Jonna Papaefthimiou, chief resilience officer for the city of Portland, organized two panels featured throughout Heat Week: one on climate and mental health and another on heat health training. Papaefthimiou’s real work on heat preparedness in Portland, however, came during the 2021 heat dome, and she said she wants to make some changes in the future.
“The most fundamental failure is a failure of imagination because nobody in Oregon really believed that people would die of heat in Oregon,” Papaefthimiou said.
One of the mistakes Papaefthimiou said she believes the city made during the heat dome was not focusing enough on outreach to Portlanders living in homes.
“Our direct outreach was on street outreach to people that were living outside,” Papaefthimiou said, making sure they had water, hydration salts and getting people into shelters and cooling centers. “And we didn’t do a ton of messaging to people who lived inside. They live in a house. It’s hot, but (the city thought) they’re not going to die of heat in their own homes. But that’s exactly what happened.”
A report from Multnomah County indicates people who died in the heat dome mostly lived alone in multifamily buildings, in warmer parts of Multnomah County, or people who were experiencing homelessness or living in unstable housing. The same report notes that fewer than 10% of those who died had air conditioning.
Most residences in Portland are not built with air conditioning, and that’s where cooling centers organized by counties come in — but even cooling centers are not a perfect solution for reducing deaths. Another area of improvement, Papaefthimiou noted, would be improved outreach to those most vulnerable to extreme heat.
“Our message has to really include, ‘Take care of yourself, check on others, and also check on them persistently,’ because there were even people that were checked on during the heat wave at some point, said they were fine, and that person passed away later the next day,” Papaefthimiou said.
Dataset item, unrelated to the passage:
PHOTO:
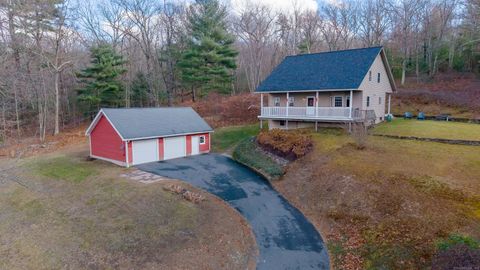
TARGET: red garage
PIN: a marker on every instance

In the middle of Heat Week, an event took place focusing on a broader discrepancy impacting heat in Portland — tree canopy coverage. Experts like Shandas have found tree canopy coverage plays a significant role in how hot or cool a city is during a heat wave.
The Tuesday bike ride and gathering, organized by Brenna Bell, forest climate manager for 350PDX, took a route meant to showcase the shade discrepancies throughout the city — discrepancies that exacerbated the 2021 heat dome.
“The main point is to have a lived experience of going from one of the hottest parts of Portland to one of the coolest parts of Portland,” Bell said.
The route began at Lents Park and ended at Colonel Summers Park — going from a less shaded area to a much more shaded area.
“We'll just feel how much trees affect your ability to withstand heat,” Bell said before the event. “So the idea of the bike ride is to take that out of the abstract and put it into the lived experience.”
To participate in the bike ride, one needed only to show up with a bike and safety gear, Bell said.
“I would say in all of this, there’s a justice element,” Bell said. “The people who are hit hardest by climate disasters are the people who are already hit hardest by all the injustice in our world. So as we think about how to address climate change and resiliency, there’s the dual part of thinking about the climate bit and thinking about the justice bit.
“It’s really important to ensure that the ones who are hit most and worst are the first ones to get help.”